Genetic variation in plant traits and environmental conditions are recognized to work in conjunction to structure associated arthropod communities. However the temporal dynamics of such effects are not well understood, requiring long-term studies. Similarly, the consequences of plant local adaptation to the abiotic environment for associated arthropod communities remains largely unstudied. To this end, environmental gradients can serve as powerful tools to understand plant adaptation to abiotic clines, providing insight into how populations could respond to future conditions. We established a common garden of Artemisia californica sourced from five populations along a 5° latitudinal gradient, where precipitation is on average lower but more variable in the south. Previous work in this system demonstrates local adaptation to this cline and suggests that A. californica populations may differ in herbivore resistance and response to drought, with drought having larger effects on northern populations that have evolved to historically more stable and mesic environments. In this study we documented the structure of arthropod communities on A. californica for seven consecutive years. We then tested for genetic, temporal, and genetic-by-temporal variation on arthropod density (per gram plant biomass), diversity, and richness to discern patterns of genetic variation in arthropod communities and stability over time.

Results/Conclusions

We found strong clinal variation in resistance to herbivores within our common garden, with herbivore densities being 70% greater on plants sourced from northern than southern populations. However, richness and diversity did not differ among plant populations. Furthermore, herbivore richness, diversity, and density decreased over time, with herbivore density experiencing a 6.5-fold reduction, indicating a strong increase in resistance over time. While average annual rainfall decreased ~55% over the course of the experiment, plants were also aging. Thus, temporal variation in herbivore resistance could be due to either ontogenetic shifts in plant defense, plasticity in response to abiotic stress, a direct effect of abiotic stress on herbivore performance, or a combination of these effects.
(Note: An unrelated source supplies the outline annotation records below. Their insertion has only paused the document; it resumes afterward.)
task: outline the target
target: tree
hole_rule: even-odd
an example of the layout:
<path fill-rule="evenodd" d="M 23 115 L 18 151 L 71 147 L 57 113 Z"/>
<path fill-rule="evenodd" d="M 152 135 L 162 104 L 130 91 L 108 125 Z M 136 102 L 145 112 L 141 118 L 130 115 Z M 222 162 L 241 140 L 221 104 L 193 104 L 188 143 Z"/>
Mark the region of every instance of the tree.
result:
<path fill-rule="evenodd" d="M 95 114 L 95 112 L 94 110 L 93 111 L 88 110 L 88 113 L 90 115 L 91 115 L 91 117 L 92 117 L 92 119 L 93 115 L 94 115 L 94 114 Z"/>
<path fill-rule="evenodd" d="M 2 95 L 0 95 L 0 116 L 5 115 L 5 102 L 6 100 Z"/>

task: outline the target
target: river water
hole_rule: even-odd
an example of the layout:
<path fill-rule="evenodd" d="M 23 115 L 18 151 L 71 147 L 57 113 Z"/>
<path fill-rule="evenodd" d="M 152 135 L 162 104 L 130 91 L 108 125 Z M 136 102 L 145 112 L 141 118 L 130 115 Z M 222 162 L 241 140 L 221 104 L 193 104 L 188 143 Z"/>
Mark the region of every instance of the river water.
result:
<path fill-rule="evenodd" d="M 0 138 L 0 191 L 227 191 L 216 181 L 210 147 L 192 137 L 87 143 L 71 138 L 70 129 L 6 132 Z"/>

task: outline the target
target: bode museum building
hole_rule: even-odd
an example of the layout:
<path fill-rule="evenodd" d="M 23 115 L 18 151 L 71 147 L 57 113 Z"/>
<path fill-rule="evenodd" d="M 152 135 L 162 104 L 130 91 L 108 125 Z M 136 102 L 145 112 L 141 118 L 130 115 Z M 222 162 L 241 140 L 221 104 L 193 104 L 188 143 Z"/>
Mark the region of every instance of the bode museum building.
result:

Lastly, we did not find genetic variation in plant resistance to increasing drought conditions (time-by-population interaction), suggesting that plants are responding to abiotic stress similarly, such that clinal variation in resistance is maintained despite an overall increase in resistance over time. While clinal variation in resistance persisted each year, the change in resistance over time was greater than that across populations. These results suggest that while landscape-scale genetic variation plays an important role in plant-arthropod interactions, broad year-to-year variation can also significantly influence these interactions.